Asked if she was promoting specific programmes or policies, Ms. Gonzalez said that there was no single “magic formula” to ensuring road safety or reducing traffic fatalities and injuries. Success would come from broad cooperation on safety and prevention measures, and constant monitoring and surveillance to ensure they were being implemented. “This is a global task, and civil society must work with governments inside each country, every day to make it sustainable”, she said.
Picking up that thread, Mr. Runge drew attention to the guidelines for joint action listed in the report, including the presence of a central agency to manage traffic safety rules and regulations, and a dedicated funding source. He also agreed that all successful initiatives began with an educational or cultural shift towards understanding that road deaths and injuries were preventable deaths.
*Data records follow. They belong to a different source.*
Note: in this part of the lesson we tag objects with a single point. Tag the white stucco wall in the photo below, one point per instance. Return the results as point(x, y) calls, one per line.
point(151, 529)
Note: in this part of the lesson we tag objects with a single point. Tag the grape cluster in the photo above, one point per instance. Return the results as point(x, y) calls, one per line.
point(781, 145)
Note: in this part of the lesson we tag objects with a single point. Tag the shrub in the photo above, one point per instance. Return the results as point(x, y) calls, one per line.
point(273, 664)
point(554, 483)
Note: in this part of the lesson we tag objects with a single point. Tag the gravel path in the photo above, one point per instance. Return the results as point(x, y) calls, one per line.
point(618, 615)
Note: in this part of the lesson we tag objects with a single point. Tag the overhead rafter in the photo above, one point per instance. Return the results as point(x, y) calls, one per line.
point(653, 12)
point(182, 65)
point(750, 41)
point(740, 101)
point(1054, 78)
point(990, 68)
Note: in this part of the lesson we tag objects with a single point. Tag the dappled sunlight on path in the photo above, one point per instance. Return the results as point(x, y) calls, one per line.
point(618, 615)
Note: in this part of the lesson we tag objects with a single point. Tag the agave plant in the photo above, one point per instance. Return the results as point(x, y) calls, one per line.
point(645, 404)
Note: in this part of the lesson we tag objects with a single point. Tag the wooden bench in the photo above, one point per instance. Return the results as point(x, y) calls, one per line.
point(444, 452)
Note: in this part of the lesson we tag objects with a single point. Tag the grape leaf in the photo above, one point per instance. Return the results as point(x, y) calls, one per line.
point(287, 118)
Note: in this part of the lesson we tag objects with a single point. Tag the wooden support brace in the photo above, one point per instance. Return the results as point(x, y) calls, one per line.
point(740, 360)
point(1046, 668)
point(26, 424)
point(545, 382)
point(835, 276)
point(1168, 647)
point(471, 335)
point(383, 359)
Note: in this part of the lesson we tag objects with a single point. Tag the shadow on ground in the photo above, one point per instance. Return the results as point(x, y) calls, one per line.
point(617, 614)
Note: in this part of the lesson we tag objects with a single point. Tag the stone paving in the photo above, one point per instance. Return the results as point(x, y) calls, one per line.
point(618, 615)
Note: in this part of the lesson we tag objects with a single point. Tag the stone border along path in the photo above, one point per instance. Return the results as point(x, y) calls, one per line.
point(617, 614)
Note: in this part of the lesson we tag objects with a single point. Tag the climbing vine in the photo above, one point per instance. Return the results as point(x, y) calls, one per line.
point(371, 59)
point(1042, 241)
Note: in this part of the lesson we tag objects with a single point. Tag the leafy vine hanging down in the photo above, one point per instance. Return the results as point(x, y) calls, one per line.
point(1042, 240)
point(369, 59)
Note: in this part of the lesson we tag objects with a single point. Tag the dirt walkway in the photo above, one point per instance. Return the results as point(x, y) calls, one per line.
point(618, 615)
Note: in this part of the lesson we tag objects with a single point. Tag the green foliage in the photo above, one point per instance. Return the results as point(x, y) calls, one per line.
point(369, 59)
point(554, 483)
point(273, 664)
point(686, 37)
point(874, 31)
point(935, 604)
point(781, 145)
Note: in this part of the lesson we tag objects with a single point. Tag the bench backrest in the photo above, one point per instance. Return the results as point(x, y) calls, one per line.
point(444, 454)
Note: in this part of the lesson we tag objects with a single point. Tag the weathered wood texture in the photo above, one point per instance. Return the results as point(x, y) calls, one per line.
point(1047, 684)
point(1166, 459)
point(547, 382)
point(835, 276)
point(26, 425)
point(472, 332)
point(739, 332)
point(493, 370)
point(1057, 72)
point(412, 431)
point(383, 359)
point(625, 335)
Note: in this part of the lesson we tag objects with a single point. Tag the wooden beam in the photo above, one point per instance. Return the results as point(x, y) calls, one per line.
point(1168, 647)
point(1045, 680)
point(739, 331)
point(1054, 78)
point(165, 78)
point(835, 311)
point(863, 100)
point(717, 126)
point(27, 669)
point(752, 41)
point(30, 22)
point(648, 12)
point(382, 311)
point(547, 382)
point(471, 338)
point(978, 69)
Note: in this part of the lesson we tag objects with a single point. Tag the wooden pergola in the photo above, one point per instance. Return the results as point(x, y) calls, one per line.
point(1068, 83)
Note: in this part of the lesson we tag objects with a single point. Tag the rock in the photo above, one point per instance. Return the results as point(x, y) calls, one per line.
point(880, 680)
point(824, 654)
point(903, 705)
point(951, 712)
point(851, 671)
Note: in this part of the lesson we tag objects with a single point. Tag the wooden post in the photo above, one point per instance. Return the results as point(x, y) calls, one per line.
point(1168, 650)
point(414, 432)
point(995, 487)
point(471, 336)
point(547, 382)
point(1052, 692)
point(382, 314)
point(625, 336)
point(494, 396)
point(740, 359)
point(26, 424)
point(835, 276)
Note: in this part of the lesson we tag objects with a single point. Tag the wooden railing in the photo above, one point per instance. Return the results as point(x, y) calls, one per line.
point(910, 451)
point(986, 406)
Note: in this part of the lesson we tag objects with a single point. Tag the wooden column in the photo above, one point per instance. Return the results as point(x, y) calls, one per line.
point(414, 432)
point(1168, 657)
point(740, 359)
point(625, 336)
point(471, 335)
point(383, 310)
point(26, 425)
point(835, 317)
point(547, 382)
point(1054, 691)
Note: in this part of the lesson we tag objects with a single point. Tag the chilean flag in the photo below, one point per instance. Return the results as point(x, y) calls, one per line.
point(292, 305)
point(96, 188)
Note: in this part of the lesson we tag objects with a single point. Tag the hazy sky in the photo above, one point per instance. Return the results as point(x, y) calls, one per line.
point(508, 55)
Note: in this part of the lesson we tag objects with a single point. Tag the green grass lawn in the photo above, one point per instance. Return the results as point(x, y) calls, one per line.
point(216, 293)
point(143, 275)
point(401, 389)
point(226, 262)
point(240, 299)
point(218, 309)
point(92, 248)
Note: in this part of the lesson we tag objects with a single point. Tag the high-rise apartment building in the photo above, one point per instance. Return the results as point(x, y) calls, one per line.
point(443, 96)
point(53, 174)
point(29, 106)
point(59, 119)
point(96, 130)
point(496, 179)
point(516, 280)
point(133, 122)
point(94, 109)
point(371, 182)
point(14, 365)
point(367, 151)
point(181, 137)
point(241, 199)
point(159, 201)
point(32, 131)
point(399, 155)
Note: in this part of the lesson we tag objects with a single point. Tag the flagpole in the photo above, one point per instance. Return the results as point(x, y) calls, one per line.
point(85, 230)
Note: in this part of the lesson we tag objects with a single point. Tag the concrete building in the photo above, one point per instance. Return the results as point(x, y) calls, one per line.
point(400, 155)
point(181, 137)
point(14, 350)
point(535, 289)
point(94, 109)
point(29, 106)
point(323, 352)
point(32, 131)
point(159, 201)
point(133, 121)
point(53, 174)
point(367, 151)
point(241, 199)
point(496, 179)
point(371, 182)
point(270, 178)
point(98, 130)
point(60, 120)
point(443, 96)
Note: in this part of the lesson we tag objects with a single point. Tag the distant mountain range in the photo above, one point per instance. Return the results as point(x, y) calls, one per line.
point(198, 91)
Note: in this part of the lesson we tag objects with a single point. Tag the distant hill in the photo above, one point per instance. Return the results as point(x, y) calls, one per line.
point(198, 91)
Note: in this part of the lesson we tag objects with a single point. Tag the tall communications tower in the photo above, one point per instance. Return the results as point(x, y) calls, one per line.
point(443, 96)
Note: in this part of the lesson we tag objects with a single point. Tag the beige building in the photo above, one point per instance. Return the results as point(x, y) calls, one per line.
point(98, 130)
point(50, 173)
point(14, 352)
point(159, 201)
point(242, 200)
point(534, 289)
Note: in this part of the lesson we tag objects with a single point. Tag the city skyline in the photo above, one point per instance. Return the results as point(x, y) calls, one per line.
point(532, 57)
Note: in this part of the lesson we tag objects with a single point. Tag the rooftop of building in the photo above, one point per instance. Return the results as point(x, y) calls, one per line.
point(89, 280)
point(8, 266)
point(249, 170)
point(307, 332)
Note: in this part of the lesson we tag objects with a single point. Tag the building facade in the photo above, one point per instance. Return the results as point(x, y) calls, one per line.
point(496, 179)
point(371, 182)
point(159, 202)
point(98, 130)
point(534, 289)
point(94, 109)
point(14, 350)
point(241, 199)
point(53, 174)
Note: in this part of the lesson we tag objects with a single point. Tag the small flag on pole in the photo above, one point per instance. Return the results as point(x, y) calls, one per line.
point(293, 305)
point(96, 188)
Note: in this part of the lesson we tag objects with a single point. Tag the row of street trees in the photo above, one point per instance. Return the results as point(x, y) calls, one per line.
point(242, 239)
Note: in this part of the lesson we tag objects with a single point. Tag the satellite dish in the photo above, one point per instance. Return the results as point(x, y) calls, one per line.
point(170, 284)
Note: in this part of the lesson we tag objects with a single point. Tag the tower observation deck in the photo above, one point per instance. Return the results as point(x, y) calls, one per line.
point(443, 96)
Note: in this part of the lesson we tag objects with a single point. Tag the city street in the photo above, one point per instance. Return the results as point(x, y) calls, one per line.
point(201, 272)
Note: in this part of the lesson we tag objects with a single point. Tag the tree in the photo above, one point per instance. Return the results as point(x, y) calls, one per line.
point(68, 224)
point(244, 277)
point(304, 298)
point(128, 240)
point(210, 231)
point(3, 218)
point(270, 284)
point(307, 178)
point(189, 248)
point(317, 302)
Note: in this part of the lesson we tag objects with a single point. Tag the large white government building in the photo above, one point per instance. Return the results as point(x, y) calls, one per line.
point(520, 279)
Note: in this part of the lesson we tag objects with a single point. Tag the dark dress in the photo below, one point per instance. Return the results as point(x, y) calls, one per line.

Responding to one reporter, who wondered if more attention should be focused on the responsibility of auto manufacturers and designers, Mark Rosenberg, Executive Director of the non-profit public-health agency Task Force for Child Survival and Development, stressed that worldwide vehicle malfunctions were often not the major cause of injuries and deaths. In fact, in developing countries, most of the people who were killed were walking by the roadside or riding bicycles. So it was not necessarily defects in the cars that were the problem, but roadways that were “unforgiving”, where you had mothers walking with their children or carrying groceries in the same lanes used by trucks and buses.